Furthermore, this thesis demonstrates the flexibility of the temporal graph model and its operators through a practical use case based on a call center network. In this scenario, a TPGM operator pipeline is developed to answer a complex and time-dependent analytical question. We also showcase the Temporal Graph Explorer (TGE), a web-based user interface designed to explore temporal graphs, leveraging Gradoop as a backend. The TGE empowers users to delve into temporal graph dynamics by enabling the retrieval of snapshots from the graph's past states, computing differences between these snapshots, and providing temporal summaries of graphs. This functionality allows for a comprehensive understanding of graph evolution through diverse visualizations. Real-world temporal graph data from bicycle rentals highlight the system's flexibility and configurability of the selected temporal operators.

The impact of graph changes on its characteristics can also be explored by examining centrality measures over time. Centrality measures, encompassing both node and graph metrics, quantify the characteristics of individual nodes or the entire graph. In the dynamic context of temporal graphs, where the graph changes over time, node and graph metrics also undergo implicit changes. This thesis tackles the challenge of adapting static node and graph metrics to temporal graphs. It proposes temporal extensions for selected degree-dependent metrics and aggregations, emphasizing the importance of including the time dimension in the metrics. This thesis demonstrates that a metric conventionally representing a scalar value for static graphs results in a time series when applied to temporal graphs. It introduces a baseline algorithm for calculating the degree evolution of vertices within a temporal graph, and its practical implementation in Gradoop is presented. The scalability of this algorithm is evaluated using both real-world and synthetic datasets, providing valuable insights into its performance across diverse scenarios.

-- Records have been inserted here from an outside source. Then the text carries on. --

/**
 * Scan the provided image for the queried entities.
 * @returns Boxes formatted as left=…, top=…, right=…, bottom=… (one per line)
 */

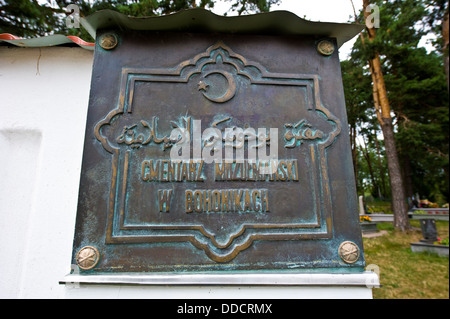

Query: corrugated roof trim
left=80, top=8, right=364, bottom=47
left=0, top=33, right=95, bottom=50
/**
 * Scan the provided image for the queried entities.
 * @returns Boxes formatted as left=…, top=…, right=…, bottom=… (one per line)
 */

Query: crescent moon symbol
left=202, top=71, right=237, bottom=103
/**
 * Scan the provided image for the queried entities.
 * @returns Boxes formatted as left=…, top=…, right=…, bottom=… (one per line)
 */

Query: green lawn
left=364, top=221, right=449, bottom=299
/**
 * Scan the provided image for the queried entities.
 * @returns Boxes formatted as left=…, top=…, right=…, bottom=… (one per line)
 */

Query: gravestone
left=62, top=10, right=365, bottom=282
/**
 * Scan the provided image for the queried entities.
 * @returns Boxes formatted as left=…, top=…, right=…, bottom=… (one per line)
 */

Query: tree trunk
left=363, top=0, right=411, bottom=232
left=442, top=7, right=450, bottom=90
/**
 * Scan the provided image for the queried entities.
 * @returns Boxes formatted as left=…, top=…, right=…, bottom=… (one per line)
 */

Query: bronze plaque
left=73, top=30, right=364, bottom=273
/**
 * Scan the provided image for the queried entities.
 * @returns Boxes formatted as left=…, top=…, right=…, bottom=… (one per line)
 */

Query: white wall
left=0, top=47, right=93, bottom=298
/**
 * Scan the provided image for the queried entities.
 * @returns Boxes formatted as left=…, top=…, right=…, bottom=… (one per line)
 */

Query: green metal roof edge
left=81, top=8, right=364, bottom=47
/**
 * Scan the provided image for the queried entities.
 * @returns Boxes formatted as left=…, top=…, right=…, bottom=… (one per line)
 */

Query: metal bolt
left=317, top=40, right=335, bottom=56
left=76, top=246, right=100, bottom=270
left=339, top=241, right=359, bottom=264
left=99, top=33, right=119, bottom=50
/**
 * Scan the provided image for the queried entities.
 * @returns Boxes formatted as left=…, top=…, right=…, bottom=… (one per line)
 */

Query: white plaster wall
left=0, top=47, right=372, bottom=299
left=0, top=47, right=93, bottom=298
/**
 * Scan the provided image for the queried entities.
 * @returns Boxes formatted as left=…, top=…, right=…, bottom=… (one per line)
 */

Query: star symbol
left=198, top=81, right=209, bottom=92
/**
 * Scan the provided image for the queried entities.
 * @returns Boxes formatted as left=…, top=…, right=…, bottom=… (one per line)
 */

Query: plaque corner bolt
left=98, top=33, right=119, bottom=50
left=76, top=246, right=100, bottom=270
left=338, top=241, right=360, bottom=264
left=317, top=39, right=336, bottom=56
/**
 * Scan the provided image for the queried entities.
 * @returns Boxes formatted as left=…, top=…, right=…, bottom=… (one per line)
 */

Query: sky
left=212, top=0, right=363, bottom=60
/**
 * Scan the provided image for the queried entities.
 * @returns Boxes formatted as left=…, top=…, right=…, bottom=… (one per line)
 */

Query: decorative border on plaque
left=94, top=42, right=341, bottom=262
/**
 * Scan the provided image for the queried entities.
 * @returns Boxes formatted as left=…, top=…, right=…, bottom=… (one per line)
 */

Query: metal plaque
left=73, top=30, right=364, bottom=273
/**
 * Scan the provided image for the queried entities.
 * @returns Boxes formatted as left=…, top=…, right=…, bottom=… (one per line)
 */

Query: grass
left=364, top=221, right=449, bottom=299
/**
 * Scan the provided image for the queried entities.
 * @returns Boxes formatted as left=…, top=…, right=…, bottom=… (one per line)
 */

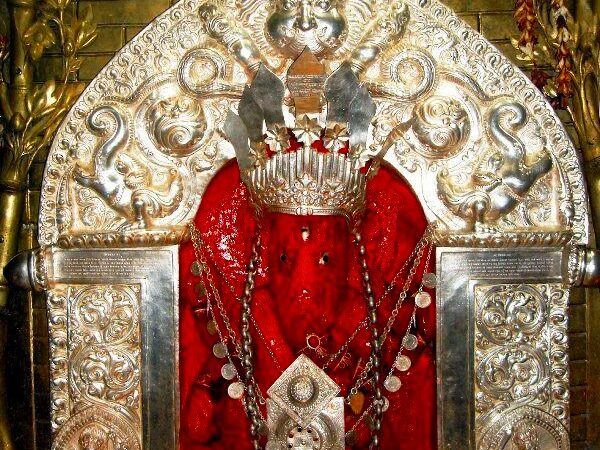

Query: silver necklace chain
left=190, top=223, right=432, bottom=450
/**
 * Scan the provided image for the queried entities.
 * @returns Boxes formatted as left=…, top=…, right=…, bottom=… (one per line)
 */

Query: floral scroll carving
left=40, top=0, right=587, bottom=245
left=48, top=285, right=141, bottom=450
left=474, top=284, right=568, bottom=450
left=438, top=103, right=553, bottom=230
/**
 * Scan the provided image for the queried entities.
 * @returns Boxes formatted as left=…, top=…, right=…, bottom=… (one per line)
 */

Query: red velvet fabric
left=180, top=162, right=436, bottom=450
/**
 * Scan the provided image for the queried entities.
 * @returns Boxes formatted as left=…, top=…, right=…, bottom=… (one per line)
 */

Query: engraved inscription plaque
left=48, top=246, right=179, bottom=450
left=437, top=248, right=569, bottom=450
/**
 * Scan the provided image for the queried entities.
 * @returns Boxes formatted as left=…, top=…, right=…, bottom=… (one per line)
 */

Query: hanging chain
left=323, top=227, right=427, bottom=370
left=190, top=223, right=432, bottom=450
left=347, top=228, right=430, bottom=400
left=354, top=231, right=383, bottom=450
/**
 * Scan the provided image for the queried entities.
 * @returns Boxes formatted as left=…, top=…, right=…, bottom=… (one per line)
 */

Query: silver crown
left=224, top=59, right=375, bottom=218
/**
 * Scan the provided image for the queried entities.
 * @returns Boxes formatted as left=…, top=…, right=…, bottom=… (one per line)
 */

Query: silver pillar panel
left=48, top=246, right=179, bottom=450
left=437, top=248, right=569, bottom=450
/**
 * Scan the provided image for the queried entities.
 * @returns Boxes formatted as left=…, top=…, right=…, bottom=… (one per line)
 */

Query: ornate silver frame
left=3, top=0, right=598, bottom=450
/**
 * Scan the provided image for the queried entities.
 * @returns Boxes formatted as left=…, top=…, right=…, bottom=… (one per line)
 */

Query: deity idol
left=180, top=0, right=436, bottom=450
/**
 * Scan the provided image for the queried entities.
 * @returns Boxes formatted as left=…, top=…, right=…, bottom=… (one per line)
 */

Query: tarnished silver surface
left=35, top=0, right=595, bottom=450
left=437, top=248, right=569, bottom=450
left=48, top=247, right=179, bottom=450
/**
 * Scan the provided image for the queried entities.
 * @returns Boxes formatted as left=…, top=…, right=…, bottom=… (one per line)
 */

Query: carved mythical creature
left=266, top=0, right=348, bottom=58
left=74, top=106, right=182, bottom=228
left=438, top=103, right=552, bottom=230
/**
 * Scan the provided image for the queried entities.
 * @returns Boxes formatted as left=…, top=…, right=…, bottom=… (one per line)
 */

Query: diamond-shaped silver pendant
left=267, top=355, right=345, bottom=450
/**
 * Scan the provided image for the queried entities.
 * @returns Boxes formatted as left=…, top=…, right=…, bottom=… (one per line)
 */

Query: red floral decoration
left=551, top=0, right=573, bottom=109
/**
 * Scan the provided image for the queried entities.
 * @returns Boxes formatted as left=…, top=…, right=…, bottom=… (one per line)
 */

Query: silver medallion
left=227, top=381, right=244, bottom=400
left=213, top=342, right=227, bottom=358
left=402, top=333, right=419, bottom=350
left=267, top=355, right=345, bottom=450
left=221, top=364, right=237, bottom=380
left=415, top=291, right=431, bottom=308
left=383, top=375, right=402, bottom=392
left=394, top=355, right=412, bottom=372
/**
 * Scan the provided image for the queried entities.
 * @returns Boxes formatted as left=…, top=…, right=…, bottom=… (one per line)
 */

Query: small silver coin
left=190, top=261, right=202, bottom=277
left=265, top=441, right=281, bottom=450
left=206, top=320, right=217, bottom=336
left=346, top=430, right=358, bottom=447
left=402, top=333, right=419, bottom=350
left=381, top=396, right=390, bottom=412
left=421, top=273, right=437, bottom=289
left=258, top=420, right=269, bottom=436
left=213, top=342, right=227, bottom=358
left=194, top=282, right=206, bottom=297
left=394, top=355, right=412, bottom=372
left=415, top=291, right=431, bottom=308
left=227, top=381, right=244, bottom=400
left=221, top=364, right=237, bottom=380
left=383, top=375, right=402, bottom=392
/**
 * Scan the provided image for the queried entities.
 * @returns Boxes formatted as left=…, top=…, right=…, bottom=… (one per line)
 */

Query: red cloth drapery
left=180, top=162, right=436, bottom=450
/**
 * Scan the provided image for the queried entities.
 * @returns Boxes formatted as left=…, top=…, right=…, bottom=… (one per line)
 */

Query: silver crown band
left=242, top=147, right=367, bottom=219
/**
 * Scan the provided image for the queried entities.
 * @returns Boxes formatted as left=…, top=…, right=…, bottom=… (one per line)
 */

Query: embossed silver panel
left=48, top=246, right=179, bottom=450
left=437, top=248, right=569, bottom=450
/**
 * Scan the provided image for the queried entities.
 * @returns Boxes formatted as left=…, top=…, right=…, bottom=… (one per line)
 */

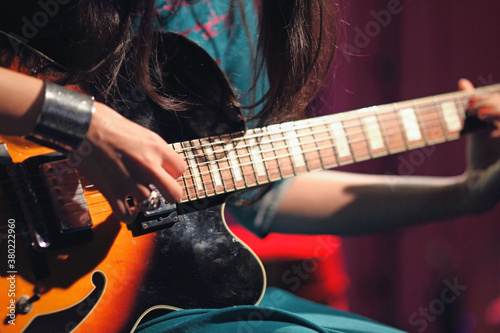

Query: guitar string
left=0, top=99, right=472, bottom=205
left=164, top=85, right=500, bottom=158
left=0, top=94, right=463, bottom=195
left=0, top=86, right=494, bottom=215
left=0, top=109, right=460, bottom=200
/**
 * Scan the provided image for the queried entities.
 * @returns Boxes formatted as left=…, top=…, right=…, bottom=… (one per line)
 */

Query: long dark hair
left=0, top=0, right=336, bottom=124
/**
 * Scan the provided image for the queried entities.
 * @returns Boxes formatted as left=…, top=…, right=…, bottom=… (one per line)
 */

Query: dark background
left=316, top=0, right=500, bottom=332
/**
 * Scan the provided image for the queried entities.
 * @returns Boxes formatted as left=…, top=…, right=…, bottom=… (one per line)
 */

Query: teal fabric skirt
left=137, top=288, right=402, bottom=333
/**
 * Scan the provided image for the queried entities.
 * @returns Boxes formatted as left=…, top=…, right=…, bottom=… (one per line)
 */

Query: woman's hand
left=458, top=79, right=500, bottom=213
left=73, top=103, right=186, bottom=223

Such time series data can also be captured from the application scenario as properties of nodes and edges, such as sensor readings in the IoT domain. In light of this, we showcase significant advancements, including an extended version of the TPGM that supports time series data in temporal graphs. Additionally, we introduce a temporal graph query language based on Oracle's language PGQL to facilitate seamless querying of time-oriented graph structures. Furthermore, we present a novel continuous graph-based event detection approach to support scenarios involving more time-sensitive use cases.

The increasing frequency of graph changes and the need to react quickly to emerging patterns leads to the need for a unified declarative graph query language that can evaluate queries on graph streams. To address the increasing importance of real-time data analysis and management, the thesis introduces the syntax and semantics of Seraph, a Cypher-based language that supports native streaming features within property graph query languages. The semantics of Seraph combine stream processing with property graphs and time-varying relations, treating time as a first-class citizen. Real-world industrial use cases demonstrate the usage of Seraph for graph-based continuous queries.

After evaluating lessons learned from the development and research on Gradoop, a dissertation summary and an outlook on future work are given in a final section. This doctoral thesis comprehensively examines scalable analysis and exploration techniques for temporal property graphs, focusing on Gradoop and its system architecture, data model, operators, and performance evaluations. It also explores the evolution of node and graph metrics and the theoretical foundation of a real-time query language, contributing to the advancement of temporal graph analysis in various domains.